# 19. Streaming Inference

Real-time inference on streaming sensor data with sliding windows.

## Contents
1. [Setup](#1-setup)
2. [Sliding Window Inference](#2-sliding-window-inference)
3. [Incremental Processing](#3-incremental-processing)
4. [Latency Optimization](#4-latency-optimization)
5. [Buffer Management](#5-buffer-management)
6. [Real-Time Simulation](#6-real-time-simulation)

---

## 1. Setup

In [None]:
import sys
from pathlib import Path

project_root = Path.cwd().parent
sys.path.insert(0, str(project_root / 'src'))

import torch
import torch.nn as nn
import numpy as np
import matplotlib.pyplot as plt
from typing import Dict, List, Optional, Deque
from collections import deque
import json
import time
import threading
import queue

print(f"Python: {sys.version}")
print(f"PyTorch: {torch.__version__}")
device = torch.device('cpu')  # Use CPU for real-time to avoid GPU sync overhead
print(f"Device: {device}")

SEED = 42
torch.manual_seed(SEED)
np.random.seed(SEED)
plt.style.use('seaborn-v0_8-whitegrid')

In [None]:
# Load model
from miracle.model.backbone import MMDTAELSTMBackbone
from miracle.model.multihead_lm import MultiHeadGCodeLM

VOCAB_PATH = project_root / 'data' / 'gcode_vocab_v2.json'
CHECKPOINT_PATH = project_root / 'outputs' / 'final_model' / 'checkpoint_best.pt'

with open(VOCAB_PATH) as f:
    vocab = json.load(f)

if CHECKPOINT_PATH.exists():
    checkpoint = torch.load(CHECKPOINT_PATH, map_location=device, weights_only=False)
    config = checkpoint.get('config', {})
else:
    config = {'hidden_dim': 256, 'num_layers': 4, 'num_heads': 8, 'dropout': 0.0}

backbone = MMDTAELSTMBackbone(
    continuous_dim=155,
    categorical_dims=[10, 10, 50, 50],
    d_model=config.get('hidden_dim', 256),
    num_layers=config.get('num_layers', 4),
    num_heads=config.get('num_heads', 8),
    dropout=0.0  # No dropout for inference
).to(device)

lm = MultiHeadGCodeLM(
    d_model=config.get('hidden_dim', 256),
    vocab_sizes=vocab.get('head_vocab_sizes', {'type': 10, 'command': 50, 'param_type': 30, 'param_value': 100})
).to(device)

if CHECKPOINT_PATH.exists():
    backbone.load_state_dict(checkpoint['backbone_state_dict'])
    lm.load_state_dict(checkpoint['lm_state_dict'])

backbone.eval()
lm.eval()
print("Model loaded for streaming inference")

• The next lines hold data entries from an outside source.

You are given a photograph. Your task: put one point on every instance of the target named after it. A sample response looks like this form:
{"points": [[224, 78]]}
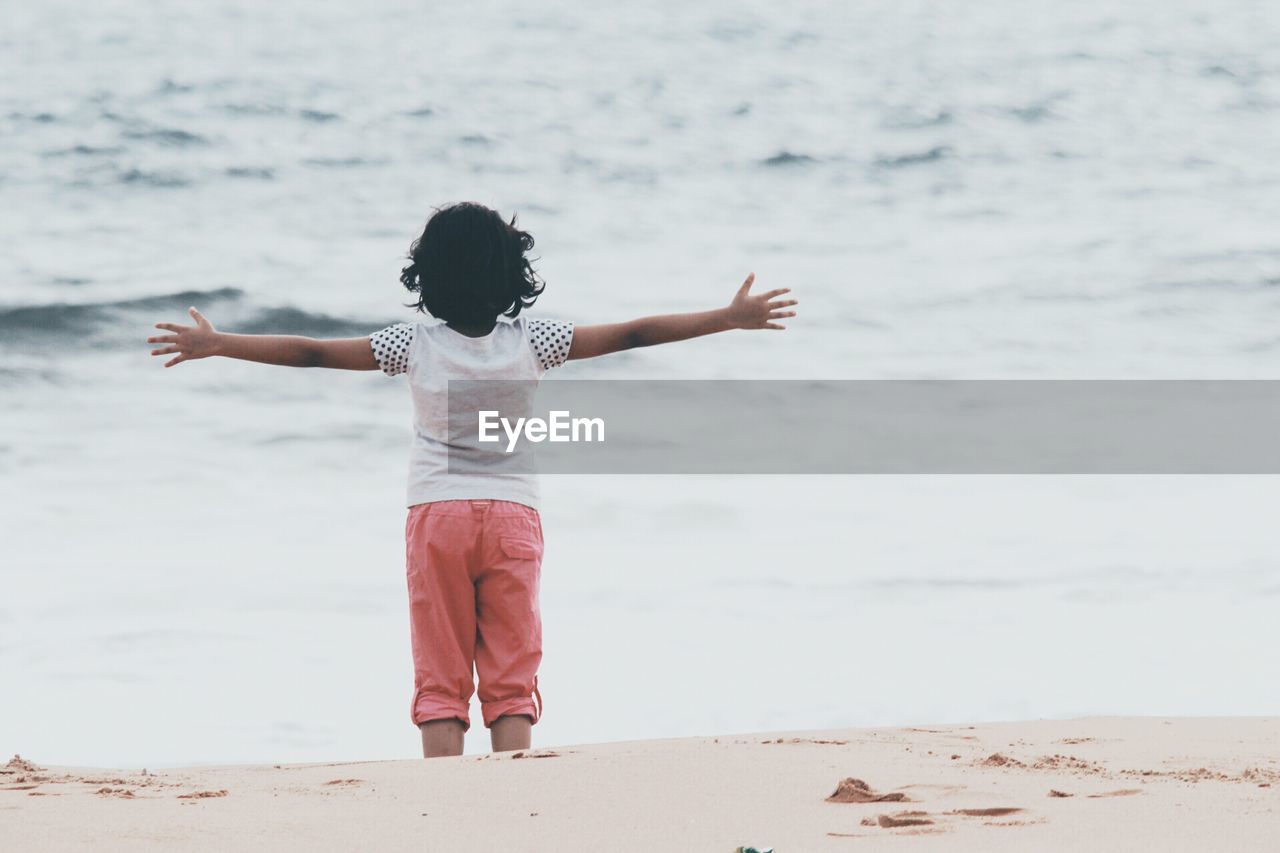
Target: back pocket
{"points": [[519, 548]]}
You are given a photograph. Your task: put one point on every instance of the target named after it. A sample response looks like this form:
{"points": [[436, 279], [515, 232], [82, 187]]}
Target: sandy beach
{"points": [[1093, 784]]}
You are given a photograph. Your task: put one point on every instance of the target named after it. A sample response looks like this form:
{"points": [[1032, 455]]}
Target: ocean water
{"points": [[206, 564]]}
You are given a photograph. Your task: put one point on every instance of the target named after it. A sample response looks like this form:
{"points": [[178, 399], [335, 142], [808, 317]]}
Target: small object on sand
{"points": [[855, 790], [21, 765]]}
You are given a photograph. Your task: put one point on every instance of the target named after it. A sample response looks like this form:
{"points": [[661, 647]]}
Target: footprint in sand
{"points": [[901, 819]]}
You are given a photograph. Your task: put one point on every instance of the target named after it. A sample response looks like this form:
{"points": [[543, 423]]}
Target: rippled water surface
{"points": [[205, 564]]}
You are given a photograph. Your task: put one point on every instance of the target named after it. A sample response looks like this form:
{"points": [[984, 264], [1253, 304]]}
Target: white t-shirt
{"points": [[432, 354]]}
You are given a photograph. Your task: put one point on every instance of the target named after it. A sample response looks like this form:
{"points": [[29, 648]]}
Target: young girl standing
{"points": [[474, 542]]}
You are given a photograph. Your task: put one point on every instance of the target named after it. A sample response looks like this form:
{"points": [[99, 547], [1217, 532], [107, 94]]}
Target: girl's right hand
{"points": [[760, 311], [190, 342]]}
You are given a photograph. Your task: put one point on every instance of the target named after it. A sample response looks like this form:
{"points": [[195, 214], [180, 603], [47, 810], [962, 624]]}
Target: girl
{"points": [[474, 542]]}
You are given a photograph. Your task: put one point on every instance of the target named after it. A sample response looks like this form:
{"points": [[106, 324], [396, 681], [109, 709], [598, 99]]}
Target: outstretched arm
{"points": [[745, 311], [202, 340]]}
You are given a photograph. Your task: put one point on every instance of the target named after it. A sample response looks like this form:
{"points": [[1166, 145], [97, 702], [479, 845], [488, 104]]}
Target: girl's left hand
{"points": [[190, 342], [760, 311]]}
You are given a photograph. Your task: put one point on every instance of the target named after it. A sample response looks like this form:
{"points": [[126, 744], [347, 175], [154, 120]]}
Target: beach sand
{"points": [[1095, 784]]}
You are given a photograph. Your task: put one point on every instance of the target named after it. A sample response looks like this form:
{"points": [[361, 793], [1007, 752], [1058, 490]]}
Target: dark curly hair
{"points": [[469, 267]]}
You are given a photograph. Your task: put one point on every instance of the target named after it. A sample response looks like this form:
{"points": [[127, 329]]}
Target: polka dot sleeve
{"points": [[551, 341], [391, 347]]}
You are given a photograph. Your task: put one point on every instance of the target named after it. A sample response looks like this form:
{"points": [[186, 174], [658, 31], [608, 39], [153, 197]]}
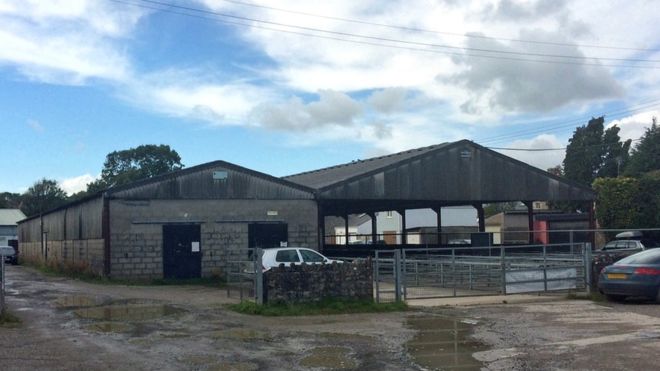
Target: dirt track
{"points": [[69, 325]]}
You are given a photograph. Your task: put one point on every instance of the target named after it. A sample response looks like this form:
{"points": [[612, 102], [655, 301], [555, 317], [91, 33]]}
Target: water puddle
{"points": [[109, 327], [78, 301], [336, 358], [127, 312], [242, 334], [443, 343]]}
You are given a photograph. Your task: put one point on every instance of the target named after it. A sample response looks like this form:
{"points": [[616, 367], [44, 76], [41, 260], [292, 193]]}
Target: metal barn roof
{"points": [[458, 173]]}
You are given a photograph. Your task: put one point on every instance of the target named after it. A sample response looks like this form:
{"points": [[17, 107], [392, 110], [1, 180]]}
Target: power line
{"points": [[551, 149], [416, 29], [567, 124], [345, 34]]}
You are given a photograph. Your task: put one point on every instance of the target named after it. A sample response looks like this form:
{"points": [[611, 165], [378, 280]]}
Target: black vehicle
{"points": [[637, 275]]}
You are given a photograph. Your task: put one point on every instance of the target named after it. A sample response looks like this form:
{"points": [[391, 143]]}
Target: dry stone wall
{"points": [[299, 283]]}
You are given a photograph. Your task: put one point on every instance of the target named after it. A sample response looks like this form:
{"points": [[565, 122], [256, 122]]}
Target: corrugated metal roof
{"points": [[324, 177], [10, 216]]}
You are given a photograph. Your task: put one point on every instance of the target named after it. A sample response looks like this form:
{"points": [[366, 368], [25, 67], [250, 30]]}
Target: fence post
{"points": [[545, 269], [403, 274], [587, 266], [259, 277], [2, 284], [453, 269], [397, 275], [503, 267], [376, 276]]}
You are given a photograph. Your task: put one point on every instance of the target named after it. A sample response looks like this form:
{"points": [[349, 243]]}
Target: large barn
{"points": [[189, 223]]}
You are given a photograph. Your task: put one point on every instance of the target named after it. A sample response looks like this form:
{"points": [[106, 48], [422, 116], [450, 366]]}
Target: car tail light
{"points": [[647, 271]]}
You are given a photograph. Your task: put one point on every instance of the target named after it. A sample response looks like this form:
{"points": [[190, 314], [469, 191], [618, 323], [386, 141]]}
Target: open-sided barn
{"points": [[190, 222]]}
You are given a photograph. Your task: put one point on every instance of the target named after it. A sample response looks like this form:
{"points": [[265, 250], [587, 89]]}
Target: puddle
{"points": [[109, 327], [208, 362], [78, 301], [127, 312], [443, 344], [242, 334], [336, 358]]}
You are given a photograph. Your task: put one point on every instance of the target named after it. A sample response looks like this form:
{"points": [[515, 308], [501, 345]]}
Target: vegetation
{"points": [[322, 307], [82, 272], [44, 195], [146, 161], [645, 157], [594, 152]]}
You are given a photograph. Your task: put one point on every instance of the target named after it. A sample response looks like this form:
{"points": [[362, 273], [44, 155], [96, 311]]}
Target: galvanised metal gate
{"points": [[448, 272]]}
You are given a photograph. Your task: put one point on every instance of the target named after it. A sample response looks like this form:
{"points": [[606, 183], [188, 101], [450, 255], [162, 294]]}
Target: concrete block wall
{"points": [[299, 283], [84, 254], [136, 230]]}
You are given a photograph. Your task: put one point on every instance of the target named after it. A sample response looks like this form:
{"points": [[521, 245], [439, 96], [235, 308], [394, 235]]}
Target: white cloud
{"points": [[66, 42], [388, 100], [633, 127], [541, 159], [332, 108], [77, 183], [36, 126]]}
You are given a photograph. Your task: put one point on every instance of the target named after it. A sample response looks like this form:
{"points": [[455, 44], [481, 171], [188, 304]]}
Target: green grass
{"points": [[87, 276], [7, 319], [594, 296], [325, 306]]}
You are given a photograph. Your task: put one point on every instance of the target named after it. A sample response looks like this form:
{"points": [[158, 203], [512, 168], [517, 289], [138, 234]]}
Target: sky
{"points": [[284, 87]]}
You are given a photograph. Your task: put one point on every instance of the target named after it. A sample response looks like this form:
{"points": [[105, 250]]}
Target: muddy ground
{"points": [[68, 325]]}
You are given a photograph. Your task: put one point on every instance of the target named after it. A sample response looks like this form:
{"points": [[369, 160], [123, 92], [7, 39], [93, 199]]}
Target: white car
{"points": [[296, 255]]}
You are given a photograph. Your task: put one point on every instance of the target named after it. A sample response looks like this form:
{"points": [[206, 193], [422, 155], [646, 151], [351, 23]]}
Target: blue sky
{"points": [[82, 78]]}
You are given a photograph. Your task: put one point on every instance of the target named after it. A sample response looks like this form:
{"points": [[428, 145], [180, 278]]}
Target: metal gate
{"points": [[449, 272]]}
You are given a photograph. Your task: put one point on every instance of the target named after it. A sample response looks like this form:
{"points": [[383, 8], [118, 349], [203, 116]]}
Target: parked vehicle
{"points": [[630, 244], [293, 255], [635, 275]]}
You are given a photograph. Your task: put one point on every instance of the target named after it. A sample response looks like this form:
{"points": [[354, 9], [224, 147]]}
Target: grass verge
{"points": [[325, 306], [8, 320], [85, 275], [593, 296]]}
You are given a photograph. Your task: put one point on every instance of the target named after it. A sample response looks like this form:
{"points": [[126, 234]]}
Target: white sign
{"points": [[6, 251]]}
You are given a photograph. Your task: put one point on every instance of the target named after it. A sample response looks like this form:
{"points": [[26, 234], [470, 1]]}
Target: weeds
{"points": [[325, 306], [7, 319]]}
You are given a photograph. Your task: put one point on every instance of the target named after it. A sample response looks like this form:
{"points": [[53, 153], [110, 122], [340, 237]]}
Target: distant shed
{"points": [[184, 224]]}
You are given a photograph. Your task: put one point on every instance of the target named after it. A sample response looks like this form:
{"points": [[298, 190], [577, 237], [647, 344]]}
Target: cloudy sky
{"points": [[289, 86]]}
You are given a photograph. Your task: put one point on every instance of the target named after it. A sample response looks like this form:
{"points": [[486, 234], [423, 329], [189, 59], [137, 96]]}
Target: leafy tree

## 2. Sliding Window Inference

Process streaming data with overlapping windows.

In [None]:
class SlidingWindowInference:
    """Sliding window inference for streaming data."""
    
    def __init__(self, backbone, lm, window_size=64, stride=16):
        self.backbone = backbone
        self.lm = lm
        self.window_size = window_size
        self.stride = stride
        
        # Buffer for incoming data
        self.continuous_buffer = deque(maxlen=window_size * 2)
        self.categorical_buffer = deque(maxlen=window_size * 2)
        
        # Prediction cache for smoothing
        self.prediction_cache = {}
        
    def add_sample(self, continuous, categorical):
        """Add a single timestep to the buffer."""
        self.continuous_buffer.append(continuous)
        self.categorical_buffer.append(categorical)
        
    def can_predict(self):
        """Check if we have enough data for prediction."""
        return len(self.continuous_buffer) >= self.window_size
    
    def predict(self):
        """Run inference on current window."""
        if not self.can_predict():
            return None
        
        # Get current window
        cont_window = list(self.continuous_buffer)[-self.window_size:]
        cat_window = list(self.categorical_buffer)[-self.window_size:]
        
        # Stack into tensors
        continuous = torch.stack(cont_window).unsqueeze(0)  # [1, T, C]
        categorical = torch.stack(cat_window).unsqueeze(0)  # [1, T, 4]
        
        with torch.no_grad():
            hidden = self.backbone(continuous, categorical)
            predictions = self.lm(hidden)
        
        return predictions
    
    def reset(self):
        """Clear buffers."""
        self.continuous_buffer.clear()
        self.categorical_buffer.clear()


# Create sliding window processor
sliding_window = SlidingWindowInference(backbone, lm, window_size=64, stride=16)

# Simulate streaming data
print("Simulating streaming inference...")

latencies = []
for t in range(100):
    # Generate random sensor sample
    continuous = torch.randn(155)
    categorical = torch.randint(0, 10, (4,))
    
    # Add to buffer
    sliding_window.add_sample(continuous, categorical)
    
    # Predict if we have enough data
    if sliding_window.can_predict() and t % sliding_window.stride == 0:
        start = time.time()
        preds = sliding_window.predict()
        latency = (time.time() - start) * 1000
        latencies.append(latency)

print(f"Mean latency: {np.mean(latencies):.2f} ms")
print(f"Max latency: {np.max(latencies):.2f} ms")
print(f"P95 latency: {np.percentile(latencies, 95):.2f} ms")

In [None]:
# Visualize sliding window operation
fig, axes = plt.subplots(2, 1, figsize=(14, 6))

# Generate sample signal
signal = np.sin(np.linspace(0, 8*np.pi, 200)) + 0.3 * np.random.randn(200)
window_size = 64
stride = 16

# Show signal with windows
axes[0].plot(signal, 'b-', alpha=0.7)

colors = plt.cm.Set2(np.linspace(0, 1, 5))
for i, start in enumerate([0, 16, 32, 48, 64]):
    if start + window_size <= len(signal):
        axes[0].axvspan(start, start + window_size, alpha=0.2, color=colors[i % len(colors)])
        axes[0].axvline(x=start, color=colors[i % len(colors)], linestyle='--', alpha=0.5)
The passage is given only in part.